I have never been in this position before, and although no blame was attached to my handling of the contest, I found myself evaluating my performance and wondering if there was anything I could or should have done differently. I had a worrying time getting to sleep that night but as I said after the tragic death a few weeks ago of Michael Norgrove, this is the name of the game; we are aware it can happen but we never believe it will happen to us, and despite knowing the risks we still carry on.
When I was fighting I did the same and I wouldn’t have stopped because of a "Might happen to me" thought. I will keep you informed on the hoped-for progress of Alex.

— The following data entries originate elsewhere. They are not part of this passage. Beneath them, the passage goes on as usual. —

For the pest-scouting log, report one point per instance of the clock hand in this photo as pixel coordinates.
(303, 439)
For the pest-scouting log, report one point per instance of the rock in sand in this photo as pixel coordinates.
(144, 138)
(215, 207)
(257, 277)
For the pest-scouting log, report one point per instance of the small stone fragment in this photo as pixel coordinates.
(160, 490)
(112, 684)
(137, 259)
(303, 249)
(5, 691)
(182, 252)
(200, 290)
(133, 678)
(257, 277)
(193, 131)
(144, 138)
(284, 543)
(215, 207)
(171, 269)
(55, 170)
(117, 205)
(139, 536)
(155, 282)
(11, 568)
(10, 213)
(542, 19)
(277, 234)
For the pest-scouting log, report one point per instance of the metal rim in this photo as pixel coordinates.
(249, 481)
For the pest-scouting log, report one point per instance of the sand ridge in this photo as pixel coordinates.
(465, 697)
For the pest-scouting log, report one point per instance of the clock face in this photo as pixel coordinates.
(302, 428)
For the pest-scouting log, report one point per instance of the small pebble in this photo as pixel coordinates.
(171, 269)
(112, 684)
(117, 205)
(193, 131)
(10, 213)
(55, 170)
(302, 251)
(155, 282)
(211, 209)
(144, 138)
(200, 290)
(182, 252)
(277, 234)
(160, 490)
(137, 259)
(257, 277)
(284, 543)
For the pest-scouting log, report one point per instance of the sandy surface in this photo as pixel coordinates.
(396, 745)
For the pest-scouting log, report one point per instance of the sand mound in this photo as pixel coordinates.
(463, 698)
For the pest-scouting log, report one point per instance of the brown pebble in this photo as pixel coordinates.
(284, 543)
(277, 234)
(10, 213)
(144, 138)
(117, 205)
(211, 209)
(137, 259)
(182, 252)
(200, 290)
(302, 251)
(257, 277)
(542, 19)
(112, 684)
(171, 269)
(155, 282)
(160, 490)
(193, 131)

Back to the convention, and we have just had the final meeting of the convention to decide the location of next year’s site was voted for, the choices were, Atlantic City, Montreal, Mexico, Bangkok, Korea, or Santiago California. I reckon I am going to have to save my pension, hope for a couple of reffing jobs, or call on Ronnie Biggs for some lessons on train robbery techniques!

Well what about Carl Froch's performance? I couldn’t watch it in Berlin as the hotel weren't screening it. Marcus McDonnell and his wife went shopping to try and find a bar that were showing it but no luck. It seems all Germany were in front of the TV or at Wembley for the soccer final. I was thinking 50 or 60,000 Germans in London – it’s a good job it isn't 1943, Hitler would have had a birthday! I spoke to a couple of guys who said they watched it on the hotel computer, and of course they said the scoring was a bit contentious ( I know you can get e-mails on a computer but moving pictures, what will they think of next?!)